En mis primeros cuentos, hay personajes que desentierran cosas. Secretos o tesoros permanecen ocultos en huecos bajo la tierra, hasta que alguien los saca nuevamente a la luz.
Creo que la imagen representa, también, el modo misterioso en que opera la escritura: haciendo evidente lo que estaba oculto, trayendo a la superficie lo que había sido reprimido u olvidado.
Con la misma metáfora, María Teresa Andruetto describe en su reciente libro El arte de narrar, la “ardua labor” por la cual el escritor “yendo hacia sí mismo” logra hacer que algo de lo vivido se haga visible: “Busca, cava, horada en la sospecha de que ahí se esconde una verdad personal hasta que algo todavía desconocido se revela”.
Si alguien preguntara a qué me dedico, podría decir: “A desenterrar tesoros escondidos”. El verdadero inconveniente de este método de escritura es que para encontrar algo primero debo haberlo perdido.
Los seres humanos procedemos muchas veces, con las cosas importantes, como el perro que entierra el hueso y después lo vuelve a buscar.
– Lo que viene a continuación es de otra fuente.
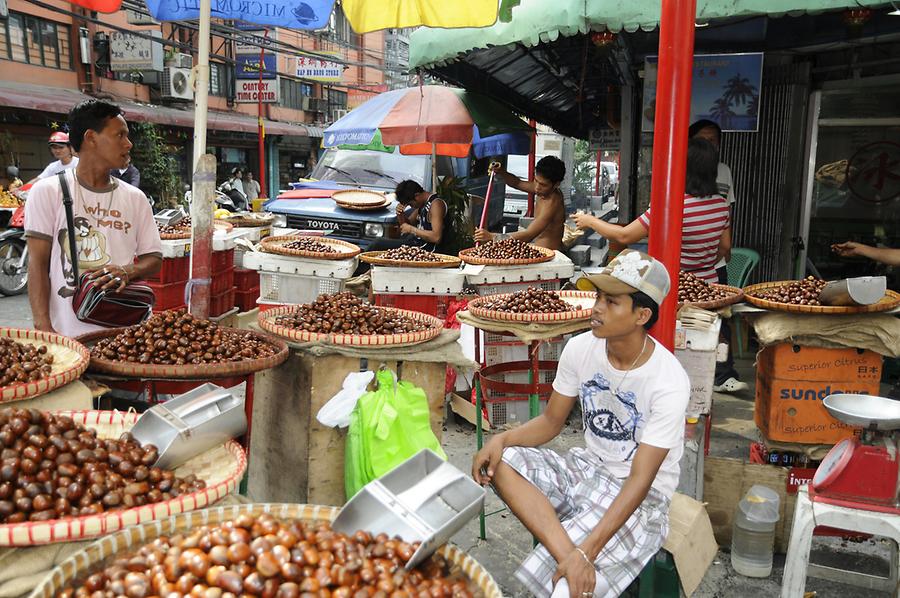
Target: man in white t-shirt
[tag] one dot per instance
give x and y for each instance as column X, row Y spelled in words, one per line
column 599, row 512
column 113, row 222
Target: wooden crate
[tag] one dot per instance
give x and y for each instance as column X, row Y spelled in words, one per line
column 293, row 458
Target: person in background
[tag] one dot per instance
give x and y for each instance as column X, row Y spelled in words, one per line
column 129, row 174
column 546, row 230
column 251, row 186
column 424, row 225
column 64, row 154
column 117, row 240
column 600, row 512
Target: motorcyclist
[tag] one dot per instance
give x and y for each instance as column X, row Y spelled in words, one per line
column 64, row 154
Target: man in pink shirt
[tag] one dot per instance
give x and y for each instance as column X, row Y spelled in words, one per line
column 113, row 222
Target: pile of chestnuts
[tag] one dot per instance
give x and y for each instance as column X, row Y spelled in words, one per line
column 796, row 292
column 344, row 313
column 23, row 362
column 262, row 556
column 51, row 467
column 178, row 338
column 409, row 253
column 507, row 249
column 692, row 289
column 531, row 300
column 309, row 244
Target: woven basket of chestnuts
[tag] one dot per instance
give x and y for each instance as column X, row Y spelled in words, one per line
column 33, row 362
column 507, row 252
column 175, row 345
column 76, row 475
column 344, row 319
column 410, row 257
column 534, row 305
column 802, row 296
column 696, row 292
column 321, row 248
column 280, row 550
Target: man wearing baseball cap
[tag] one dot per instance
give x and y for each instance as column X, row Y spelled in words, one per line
column 62, row 151
column 599, row 512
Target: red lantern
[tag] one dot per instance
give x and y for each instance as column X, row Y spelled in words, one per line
column 601, row 39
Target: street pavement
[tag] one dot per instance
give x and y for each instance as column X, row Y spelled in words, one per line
column 508, row 542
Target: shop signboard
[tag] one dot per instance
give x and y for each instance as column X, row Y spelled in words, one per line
column 247, row 66
column 319, row 69
column 128, row 52
column 246, row 92
column 725, row 89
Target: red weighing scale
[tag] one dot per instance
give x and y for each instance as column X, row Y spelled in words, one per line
column 862, row 472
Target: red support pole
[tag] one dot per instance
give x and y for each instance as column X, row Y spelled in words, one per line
column 531, row 160
column 673, row 103
column 262, row 129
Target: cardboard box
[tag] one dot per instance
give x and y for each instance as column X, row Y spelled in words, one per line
column 792, row 381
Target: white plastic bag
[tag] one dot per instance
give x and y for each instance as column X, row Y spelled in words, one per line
column 336, row 412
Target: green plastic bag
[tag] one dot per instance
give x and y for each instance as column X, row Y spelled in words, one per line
column 387, row 427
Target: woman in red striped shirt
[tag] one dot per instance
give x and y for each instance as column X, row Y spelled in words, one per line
column 705, row 216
A menudo olvidamos dónde estaba el hueso. Tal vez por eso, material para la escritura nunca nos falte.
Y quizá por eso, también, no podamos pedirle a la inteligencia artificial que escriba nuestra literatura. La infinidad de combinaciones perfectas de palabras no será capaz de entregarnos el hueso roñoso, corroído por el tiempo, que es lo que de verdad estamos buscando.